I am trying to estimate the following stochastic volatility model for time series stock price data.

y[t] = mu2 + exp(h[t]/2)*ε(1).

h[t] = mu1 +φ(h[t-1]+mu1) + σ*ρ*(y[t-1]-mu2)/exp(h[-1]/2)+σ*\sqrt{1-ρ^2}*ε(2).

ε(1,2)~N(0,1).

y is vector of stock return, h is vector of hidden volatility.

```
data {
int<lower=0> T; // # time points (equally spaced)
vector[T] y; // mean corrected return at time t
int<lower=0> N; // # outsample time points (equally spaced)
vector[N] y_new; // mean corrected return at time t
}
parameters {
real mu1; // mean log volatility
real mu2; // mean index return
real phi; // persistence of volatility
real<lower=0> sigma; // white noise shock scale
vector[T] h; // log volatility at time t
real rho; // leverage
}
model {
phi ~ uniform(0, 1);
sigma ~ cauchy(0, 2);
mu1 ~ cauchy(-9, 5);
mu2 ~ normal(0, 0.1);
rho ~ uniform(-1, 1);
h[1] ~ normal(mu1, sigma / sqrt(1 - phi * phi));
for (t in 1:T)
y[t] ~ normal(mu2, exp(h[t] / 2));
for (t in 2:T)
h[t] ~ normal(mu1 + phi * (h[t - 1] - mu1) + rho * sigma * exp(-h[t-1] / 2) * (y[t-1] - mu2), sqrt(1 - rho * rho) * sigma);
}
generated quantities {
vector[N+1] h_new;
h_new[1] = normal_rng(mu1 + phi * (h[T] - mu1) + rho * sigma * exp(-h[T] / 2) * (y[T] - mu2), sqrt(1 - rho * rho) * sigma);
for (i in 2:N+1)
h_new[i] = normal_rng(mu1 + phi * (h_new[i - 1] - mu1) + rho * sigma * exp(-mu1 / 2) * (y_new[i-1] - mu2), sqrt(1-rho * rho) * sigma);
}
```

I first estimate the parameters and **h** using a sample of 500 days in the past, and then use the parameters to create **h_new** from the realized return **y_new** of the next 50 days.

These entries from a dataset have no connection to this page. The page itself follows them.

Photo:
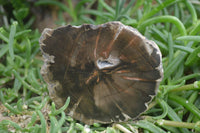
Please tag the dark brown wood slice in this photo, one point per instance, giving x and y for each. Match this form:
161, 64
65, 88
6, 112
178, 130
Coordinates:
110, 71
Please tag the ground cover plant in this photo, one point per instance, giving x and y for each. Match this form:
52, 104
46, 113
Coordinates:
173, 24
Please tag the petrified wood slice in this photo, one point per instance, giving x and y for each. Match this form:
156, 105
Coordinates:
109, 71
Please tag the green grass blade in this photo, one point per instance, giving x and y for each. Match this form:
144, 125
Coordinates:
11, 39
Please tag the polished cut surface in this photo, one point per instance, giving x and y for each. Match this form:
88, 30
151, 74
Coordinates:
110, 71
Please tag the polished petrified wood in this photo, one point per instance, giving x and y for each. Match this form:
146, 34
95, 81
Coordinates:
110, 71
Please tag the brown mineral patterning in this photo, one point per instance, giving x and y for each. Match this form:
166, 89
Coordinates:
109, 71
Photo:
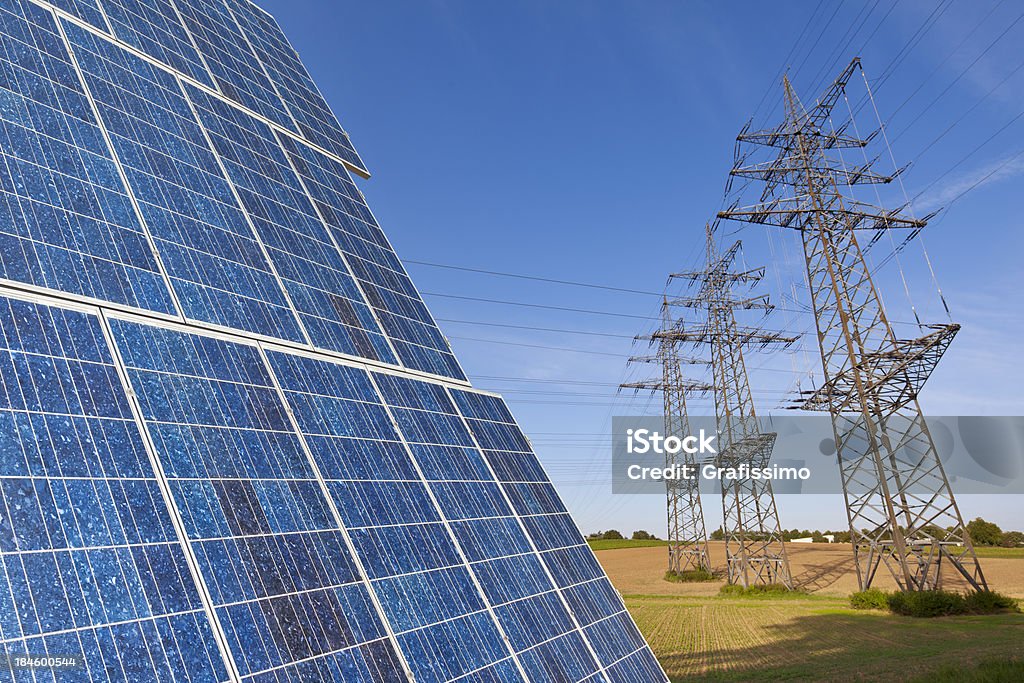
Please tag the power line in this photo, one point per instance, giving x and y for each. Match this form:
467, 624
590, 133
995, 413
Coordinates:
958, 77
550, 348
524, 304
538, 279
590, 333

Then, by repeating this over and over again, I try to estimate for ten years.

But the problem is that with each repetition, the amount of time required increases rapidly. Specifically, the first estimate and generation of **h_new** took 5 minutes, but by the sixth iteration, it was taking 15 minutes.

The stan code has been compiled once for the first time, and the following fit is the only thing we’re running many times in the python loop. Then, I put the average of the estimated **h_new** in the pre-prepared data frame.

```
for i in range(100):
fit = sm.sampling(data=data_dat, iter=10000, chains=4,thin=2)
data = data.append(mean)
```

Is looping stan’s fit when giving predictions while changing windows a bad way to do it?

Is there a way to streamline the calculation time? (A means of ensuring that each iteration is at least the same amount of time.)